16:58 emersion: yeah but it doesn't find it since it's not in $PATH
16:59 emersion: no error for weston-terminal?
16:59 imirkin: no, but doesn't render anything either
16:59 imirkin: i mean, it complains about not loading cursor 'dnd-move' and a couple others
17:00 emersion: maybe try weston-simple-egl in case it's doing something dumb
17:00 imirkin: that one just aborts
17:00 imirkin: but it's old, perhaps needs rebuilding
17:00 imirkin: i also don't see a cursor
17:01 imirkin: when i'm over the window
17:01 emersion: hm, it should be rendered with OpenGL
17:01 emersion: maybe it still doesn't update the window
17:15 imirkin: emersion: oh, lol, forgot what i was trying to do
17:15 imirkin: debug the latest mesa
17:15 imirkin: now it crashes
17:15 imirkin: yay
17:15 imirkin: sway: ../src/gallium/drivers/nouveau/nvc0/nvc0_vbo.c:212: nvc0_user_vbuf_range: Assertion `nvc0->vb_elt_limit != ~0' failed.
17:15 imirkin: which iirc is what you were getting too
17:15 KungFuJesus: imirkin: have those kernel patches ready for me to try?
17:15 KungFuJesus: today would probably be perfect to do it
17:16 imirkin: KungFuJesus: sadly no - turned out harder than i anticipated
17:16 imirkin: next weekend i guess
17:16 imirkin: KungFuJesus: i tried it last night, but some of the BE stuff wasn't quite as figured out as i had anticipated
17:16 KungFuJesus: hah, it broke for the LE cases?
17:17 imirkin: KungFuJesus: no, i didn't even write it, coz some bits were missing, or i wasn't sure how to do them
17:17 imirkin: i started writing it :)
17:17 imirkin: that's almost the same
17:20 KungFuJesus: I'm half tempted to try newer generations of nvidia GPUs on this G5, but I'd had have to leave an OF compatible one in one slot, I think. Also there's the whole limited PCI express power situation
17:21 KungFuJesus: I'm pretty sure I have the generation right after it, I've got an 8800 Ultra somewhere, but that would require some jerry rigging of power connectors to get to work
17:22 KungFuJesus: Does NV42 differ from the NV80s?

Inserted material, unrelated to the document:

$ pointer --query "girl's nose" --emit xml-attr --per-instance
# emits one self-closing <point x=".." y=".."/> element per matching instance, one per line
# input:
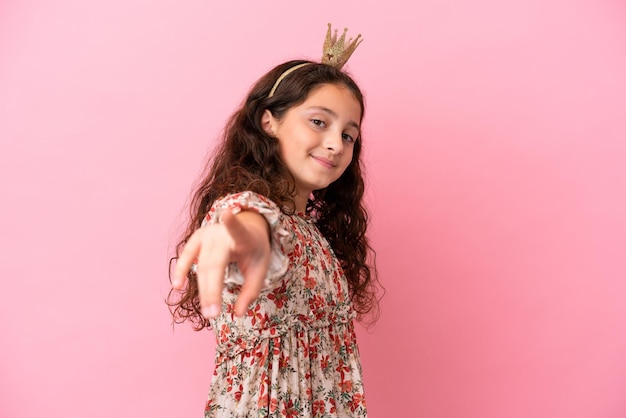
<point x="334" y="142"/>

17:23 imirkin: yes, nv50 is a totally different generation
17:23 imirkin: 8800 Ultra is either a G80 or G92 probably
17:23 imirkin: there's been next to no testing of "newer" GPUs on BE
17:23 KungFuJesus: G80
17:25 emersion: imirkin: yes!
17:25 imirkin: KungFuJesus: do you actively seek out problem GPUs?
17:25 imirkin: or do they just fall into your lap naturally?
17:26 KungFuJesus: hah, well, for PPC64 BE I have a pretty short list that are actually compatible with OF, I'm sure
17:26 KungFuJesus: It came with a 6600 LE or something
17:26 imirkin: yeah
17:27 imirkin: the G80 is a funny board
17:27 imirkin: it was the first one of its generation
17:27 imirkin: and that generation was the very first DX10 GPU
17:27 KungFuJesus: ATI would have been _probably_ a safer bet, I'm guessing. But then who would debug all these BE nouveau issues?
17:27 imirkin: so it actually has some extra-special problems
17:27 imirkin: although it should basically work
17:28 KungFuJesus: The funny thing is that I have 2 of them. Bought them second hand from a co-worker while I was co-oping for college quite a while ago. Ran them in SLI, but they'd periodically drop off the bus
17:28 imirkin: emersion: btw - if you're open to TOTALLY esoteric requests -- make an option for the X11 backend to not hide the cursor
17:29 imirkin: emersion: otherwise when gdb catches the abort, the cursor's gone.
17:30 KungFuJesus: The lack of 2 pci express power connectors is probably motivation enough. That, and the incovenience of starting X on a different output than what the OF framebuffer starts up on
17:30 KungFuJesus: sorry, demotivation
17:32 KungFuJesus: I have the late 2005ish quad model, so it does have the beefier power supply, but I'd still be nervous about pegging the GPU and CPUs at the same time
17:33 KungFuJesus: I happen to have stumbled onto a spare parts machine while getting sent failed liquid cooling systems and returning them back (they sent me a whole damn G5), but still, I'm kind of sorta using it to test some actual code for work
17:46 emersion: imirkin: oh, so if an X11 client crashes, the cursor gets stuck to its current image? is there something i can do to prevent that other than not hide the cursor?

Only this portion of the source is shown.